Les huissiers ont démontré qu’ils avaient une certaine capacité de contorsion

Équilibre
En dehors de cette réforme structurelle, le principal ajout de la proposition de loi est l’autorisation de mettre aux enchères des biens immatériels. Tout le monde a spontanément pensé aux fameux NFT qui défraient la chronique, mais, au-delà de ce phénomène de mode, cette liberté ouvre aux professionnels un gisement d’opérations jusqu’ici hors de portée : la vente de fonds de commerce, de brevets, de licences de taxi, de titres de propriété intellectuelle… Les commissaires-priseurs pourront aussi procéder à des inventaires fiscaux et mettre aux enchères des biens de personnes sous tutelle. Le texte est un laborieux exercice d’équilibre entre des impulsions contradictoires. La nouvelle instance, qui s’appellera le « Conseil des maisons de ventes », sera représentative de la corporation. Elle devrait défendre les intérêts des commissaires-priseurs, élaborer leur code de déontologie et prendre en charge leur formation. Elle continuera d’assumer un rôle disciplinaire, avec un magistrat et un enquêteur attachés au conseil. En cas de manquement, une commission des sanctions, nommée par le ministre de la Justice, pourra, outre des suspensions d’exercice, prononcer des amendes. Avec six membres, élus par leurs pairs, les commissaires-priseurs détiendront la majorité des onze sièges. En cas de partage des voix à égalité, celle du président sera prépondérante. Le garde des Sceaux conserve le choix du président, parmi les personnalités qualifiées au sein du conseil, au grand dam du Syndicat des maisons de ventes volontaires (Symev) qui s’est néanmoins félicité des avancées de la loi. La France espère ainsi se défendre d’avoir créé ce qui ressemble fort à un nouvel ordre professionnel, faisant fi des instructions des instances européennes qui tiennent ce genre d’entente pour contraire à la libre concurrence.
Obscurcissement
Un autre allègement des règles, plus curieux, concerne la suppression du procès-verbal de vente dans le cas où les maisons de ventes aux enchères effectuent des cessions de gré à gré. Il est difficile de comprendre la portée de cet article, dans la mesure où il leur faudra bien délivrer des factures à leurs clients.
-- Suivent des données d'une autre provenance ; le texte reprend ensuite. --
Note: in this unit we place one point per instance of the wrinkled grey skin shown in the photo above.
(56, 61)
Sur un plan plus symbolique, il peut sembler étrange que le Parlement donne un feu vert à ce qui pourrait encore obscurcir des ventes déjà bien discrètes, en ces temps où la lutte contre le blanchiment est sur toutes les lèvres… Non moins surprenant, les huissiers, qui doivent fusionner avec les commissaires-priseurs chargés des ventes judiciaires en un corps unique, ont fait irruption dans le débat à la Chambre, par le biais d’un amendement qui exempte d’un examen de passage ceux voulant ouvrir une maison de ventes volontaires et qui ont déjà pratiqué ce métier. C’était l’un des points forts de la demande des commissaires-priseurs, désormais mise à mal : que les huissiers qui souhaitent occuper ce terrain se prêtent comme eux à une formation et un examen pour garantir un niveau de qualité au marché de l’art. Concrètement, ceux ayant tenu, de 2016 à 2021, au moins vingt-quatre ventes, sur au moins trois années consécutives, ou des vacations d’un montant total de 230 000 €, seront dispensés non seulement de formation mais aussi d’examen. Les huissiers ont démontré qu’ils avaient une certaine capacité de contorsion puisqu’ils sont passés par la fenêtre de la Chambre pour obtenir cette satisfaction que leur avait refusée le Conseil d’État. Ils ne laissent ainsi guère de doutes sur leur volonté d’investir rapidement ce secteur, forts de leur trésorerie et de leurs moyens matériels et humains. Une quarantaine d’entre eux seraient concernés, ce qui représente tout de même 10 % des maisons de ventes aujourd’hui, et 15 % de leur part provinciale, la plus vulnérable à cette compétition. Autrement dit, il y aura des morts.